In case a suitable product does not become available, we have designed an alternative 12 V system. This version would not need a 24-12 V DC-DC converter, but increased system currents require larger wires to connect the battery bank to the inverter/charger. Figure 1 illustrates the schematic for our alternative design.
Modeling the System
Our desire to make incremental progress without wasting time or money requires us to see the outcome before taking our first steps. If we don’t know where each component will go and how it will be oriented, we will likely make mistakes that waste resources.
To visualize our project, we used Autodesk’s Fusion 360 3D modeling software to create a model of our RV’s pass-through storage space, our under-bed storage area, and the significant components of our system. Then, by placing the scale versions of the desired components into the modeled spaces, we can arrange and rearrange them to ensure the best overall final implementation. We can then undertake small projects without worrying about them negatively impacting future work. We can also simultaneously work on multiple projects that don’t interfere with one another.
RV Storage Spaces
We initially thought we would put both the power center components and the battery bank in the pass-through storage area. However, we decided to place the battery bank in the under-bed storage to reduce the temperature extremes it would otherwise experience.
Figure 2 illustrates the pass-through and under-bed storage areas of our trailer. It might be helpful to note that the mattress sits immediately on top of these modeled objects. The under-bed storage comprises two drawers, and immediately above them, a small storage space accessible by lifting the foot of the bed. The area illustrated in Figure 3 seemed to be an ideal place for our battery bank.
However, we discovered some completely wasted space between the two drawers during our modeling efforts, see Figure 4. This space is almost large enough for four Lion Energy UT 1200 batteries. Some modifications will be necessary, but using this space will leave both the under-bed and pass-through storage areas free for their intended purposes.

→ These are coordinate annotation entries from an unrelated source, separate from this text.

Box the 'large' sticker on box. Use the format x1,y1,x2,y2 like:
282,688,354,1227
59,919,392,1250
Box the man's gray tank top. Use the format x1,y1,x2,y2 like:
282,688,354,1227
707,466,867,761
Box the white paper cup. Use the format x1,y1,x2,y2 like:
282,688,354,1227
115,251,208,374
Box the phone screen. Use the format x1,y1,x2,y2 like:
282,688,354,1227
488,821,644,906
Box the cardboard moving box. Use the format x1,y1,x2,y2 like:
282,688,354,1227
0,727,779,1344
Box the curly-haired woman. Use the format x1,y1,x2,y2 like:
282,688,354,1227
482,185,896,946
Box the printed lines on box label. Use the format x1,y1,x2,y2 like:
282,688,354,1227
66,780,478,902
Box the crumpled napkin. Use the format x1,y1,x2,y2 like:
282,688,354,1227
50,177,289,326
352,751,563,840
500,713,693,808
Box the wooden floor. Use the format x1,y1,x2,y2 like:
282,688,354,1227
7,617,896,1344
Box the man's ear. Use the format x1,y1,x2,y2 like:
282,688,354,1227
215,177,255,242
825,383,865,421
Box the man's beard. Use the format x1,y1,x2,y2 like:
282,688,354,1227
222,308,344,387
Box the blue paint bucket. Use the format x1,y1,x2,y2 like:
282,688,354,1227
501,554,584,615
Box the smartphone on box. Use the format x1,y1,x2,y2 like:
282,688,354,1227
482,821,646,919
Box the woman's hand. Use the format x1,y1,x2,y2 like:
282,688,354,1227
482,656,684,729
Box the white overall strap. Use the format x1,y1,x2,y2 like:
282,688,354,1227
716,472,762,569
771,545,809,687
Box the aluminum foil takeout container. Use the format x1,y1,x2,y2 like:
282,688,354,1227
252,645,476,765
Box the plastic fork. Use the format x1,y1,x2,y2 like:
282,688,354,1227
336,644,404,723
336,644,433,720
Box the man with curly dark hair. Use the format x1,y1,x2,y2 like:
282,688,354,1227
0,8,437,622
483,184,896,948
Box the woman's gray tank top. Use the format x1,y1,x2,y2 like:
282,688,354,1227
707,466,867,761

This example points out the sound practice of measuring things out and opening up places in your RV to determine what is there and what’s available. You never know when you may need a bit of space for one thing or another.
Modeled Components
Modeling the trailer spaces gave us a great reason to learn a bit about Fusion 360. While we aren’t experts, we learned enough to model each of the major components we’ll use in our system. These models are not precise, but their overall dimensions and appearance are accurate enough for our purposes.
This modeling effort enabled us to place each component, move them around, ensure adequate spacing, etc. The implementation illustrated in Figures 5 and 6 was achieved by adding a wall in our pass-through storage space and placing the modeled components. As previously mentioned, we may have to implement a 12 V alternative by removing the DC-DC converter and adjusting fuse values appropriately.
As previously mentioned, the battery bank will be located between the drawers in the under-bed storage area. In addition, we’ll build a small shelf near the batteries where our 300 A Class T fuse will be located. The battery cables will pass through the thin wall between the under-bed area and the pass-through storage area and then travel down to the left in Figure 7 until they reach the battery switch and SmartShunt.
Summary
In this post, we discussed our alternative 12 V design and modeled the physical spaces and components in the hope that we get it all right the first time around. This may be an optimistic goal, but having this detailed plan in hand will enable small projects to fit more seamlessly together. Now the work begins.